Wie kann es uns gelingen, anderen zu vermitteln, was wir im Kopf haben? Grundsätzlich natürlich gar nicht.
Und doch gibt es noch etwas besseres als Text: Grafiken!
Mit wenigen Strichen, ein paar Kreisen und Pfeilen fällt es unserem Gegenüber leichter, nachzuvollziehen was wir meinen. Und noch mehr: Diese kleinen Skizzen ermöglichen anderen, „einzusteigen“: Sie beginnen auf Kreise und Pfeile zu zeigen, zeichnen dazu, beginnen selbst zu zeichnen: Dialogisches Denken kommt in Gang.
In diesem Workshop lernen wir die Grundbegriffe von Gebrauchsgrafiken und experimentieren mit den Möglichkeiten anhand von eigenen konkreten Beispielen.
Ziele
· Die Grundtypen von Grafiken kennen: Abläufe, Zusammenhänge, …

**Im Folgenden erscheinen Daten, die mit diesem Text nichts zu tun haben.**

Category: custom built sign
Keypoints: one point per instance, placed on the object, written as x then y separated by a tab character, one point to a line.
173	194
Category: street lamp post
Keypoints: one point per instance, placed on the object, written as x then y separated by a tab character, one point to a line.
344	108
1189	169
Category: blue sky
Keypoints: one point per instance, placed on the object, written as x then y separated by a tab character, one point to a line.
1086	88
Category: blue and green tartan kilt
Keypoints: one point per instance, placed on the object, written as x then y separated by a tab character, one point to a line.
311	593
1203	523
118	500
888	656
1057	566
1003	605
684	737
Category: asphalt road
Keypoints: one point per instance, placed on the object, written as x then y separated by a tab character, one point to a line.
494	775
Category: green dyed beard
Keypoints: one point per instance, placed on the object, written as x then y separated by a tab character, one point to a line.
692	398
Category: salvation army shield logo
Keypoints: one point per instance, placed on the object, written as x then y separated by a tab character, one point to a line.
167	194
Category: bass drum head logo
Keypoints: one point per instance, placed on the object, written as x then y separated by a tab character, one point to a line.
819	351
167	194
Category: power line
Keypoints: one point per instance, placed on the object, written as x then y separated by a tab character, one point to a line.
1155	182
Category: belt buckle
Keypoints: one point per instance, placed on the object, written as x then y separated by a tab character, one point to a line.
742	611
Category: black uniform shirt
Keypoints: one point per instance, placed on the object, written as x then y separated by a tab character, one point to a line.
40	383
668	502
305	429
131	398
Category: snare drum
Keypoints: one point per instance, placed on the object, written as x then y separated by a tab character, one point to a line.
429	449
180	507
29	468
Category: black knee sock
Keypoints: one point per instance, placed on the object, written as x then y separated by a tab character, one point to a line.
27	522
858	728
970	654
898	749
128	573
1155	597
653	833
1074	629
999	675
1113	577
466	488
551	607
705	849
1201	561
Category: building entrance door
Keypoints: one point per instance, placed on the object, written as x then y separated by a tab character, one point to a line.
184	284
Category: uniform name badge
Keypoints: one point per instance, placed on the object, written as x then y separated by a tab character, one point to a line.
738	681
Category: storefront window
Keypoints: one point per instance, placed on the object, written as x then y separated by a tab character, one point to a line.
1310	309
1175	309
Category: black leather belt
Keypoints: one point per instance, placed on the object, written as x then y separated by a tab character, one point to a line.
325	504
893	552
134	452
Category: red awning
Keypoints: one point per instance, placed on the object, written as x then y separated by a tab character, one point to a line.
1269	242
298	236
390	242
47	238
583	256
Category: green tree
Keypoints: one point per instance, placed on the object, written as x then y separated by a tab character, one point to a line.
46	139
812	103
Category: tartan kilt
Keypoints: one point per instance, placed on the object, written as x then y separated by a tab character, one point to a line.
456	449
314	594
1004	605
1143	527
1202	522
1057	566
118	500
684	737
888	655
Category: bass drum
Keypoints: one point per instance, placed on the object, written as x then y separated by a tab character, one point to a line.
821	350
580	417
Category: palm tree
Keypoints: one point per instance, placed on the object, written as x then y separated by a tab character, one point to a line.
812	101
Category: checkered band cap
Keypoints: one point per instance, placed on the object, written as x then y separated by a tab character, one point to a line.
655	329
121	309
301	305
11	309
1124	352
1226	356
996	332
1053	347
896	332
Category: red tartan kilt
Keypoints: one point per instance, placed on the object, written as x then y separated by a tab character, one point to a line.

· Ein Gefühl entwickeln, welche Bilder für welchen Inhalt brauchbar sein könnten
· Metaphern in der Visualisierung einsetzen können
· Texte in Bilder übersetzen können
· Komplexität darstellen und reduzieren
· Sich auf die spezifische Zielgruppe einstellen können
· „partizipatives Visualisieren“ – gemeinsam zeichnen erproben
· Einen eigenen Stil entwickeln beginnen
· Vorausplanen: Wann werde ich das einsetzen?
Die TeilnehmerInnen erhalten ein umfangreiches Skriptum.